A new Michael McDermott album is always cause for celebration. But St. Paul’s Boulevard, the Chicago-based folk-rock singer-songwriter’s umpteenth album since he burst on the national scene in 1991 as the newest major-label darling, is a particularly welcome release. He embraces the musical warm fuzzies of heartland rock while lyrically chronicling characters struggling to survive on the fictional street for which the album is named. “Won’t you please send back my regards/to all the lost souls stranded/Down on Saint Paul’s Boulevard” McDermott sings in a smoky voice on the haunting title track.
But not all of these songs will bum you out. The first single, “Sick of This Town,” is the sound of catharsis, the playful “Pack the Car” would have worked as a fun single early in McDermott’s career, “Our Little Secret” is a restless rocker starring “a Wisconsin girl, a hotel room … [and] Tom Ford perfume,” and on the album’s penultimate track, he wishes “peace, love and brilliant colors to you all.”
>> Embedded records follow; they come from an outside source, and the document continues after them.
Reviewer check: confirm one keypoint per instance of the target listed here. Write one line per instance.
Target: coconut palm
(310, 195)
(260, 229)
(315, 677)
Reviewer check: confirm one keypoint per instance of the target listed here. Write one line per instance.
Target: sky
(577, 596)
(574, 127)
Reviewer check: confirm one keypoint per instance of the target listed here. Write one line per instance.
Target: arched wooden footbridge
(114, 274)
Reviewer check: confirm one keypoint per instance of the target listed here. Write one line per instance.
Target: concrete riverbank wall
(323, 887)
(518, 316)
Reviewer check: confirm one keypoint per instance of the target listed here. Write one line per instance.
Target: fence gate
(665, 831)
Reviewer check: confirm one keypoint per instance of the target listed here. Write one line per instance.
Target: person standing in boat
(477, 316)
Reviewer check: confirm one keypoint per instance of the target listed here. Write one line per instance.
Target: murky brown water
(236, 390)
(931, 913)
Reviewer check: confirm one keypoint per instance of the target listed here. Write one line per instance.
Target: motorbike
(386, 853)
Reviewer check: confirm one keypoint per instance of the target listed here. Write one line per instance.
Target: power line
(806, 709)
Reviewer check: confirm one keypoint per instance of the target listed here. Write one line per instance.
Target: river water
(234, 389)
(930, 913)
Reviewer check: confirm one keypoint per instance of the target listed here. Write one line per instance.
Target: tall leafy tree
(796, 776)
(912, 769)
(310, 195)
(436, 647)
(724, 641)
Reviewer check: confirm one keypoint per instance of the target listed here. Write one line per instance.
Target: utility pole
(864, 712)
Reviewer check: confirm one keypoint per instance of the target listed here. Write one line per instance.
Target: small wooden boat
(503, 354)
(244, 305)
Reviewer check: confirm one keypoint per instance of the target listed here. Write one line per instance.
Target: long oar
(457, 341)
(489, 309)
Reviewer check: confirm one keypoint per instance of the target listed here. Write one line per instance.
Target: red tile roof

Throughout, McDermott’s flawless band sounds as earnest as he does, as St. Paul’s Boulevard establishes, once and for all, McDermott’s status as a rock and roll survivor. He refused to curl up when it would have been easier to disappear instead of persevere. And now here he is — more than three decades after he released the catchy debut single “A Wall I Must Climb” — and McDermott has released arguably the best album of his career. He no longer seems lost on St. Paul’s Boulevard.
Michael McDermott will play Shank Hall on June 4.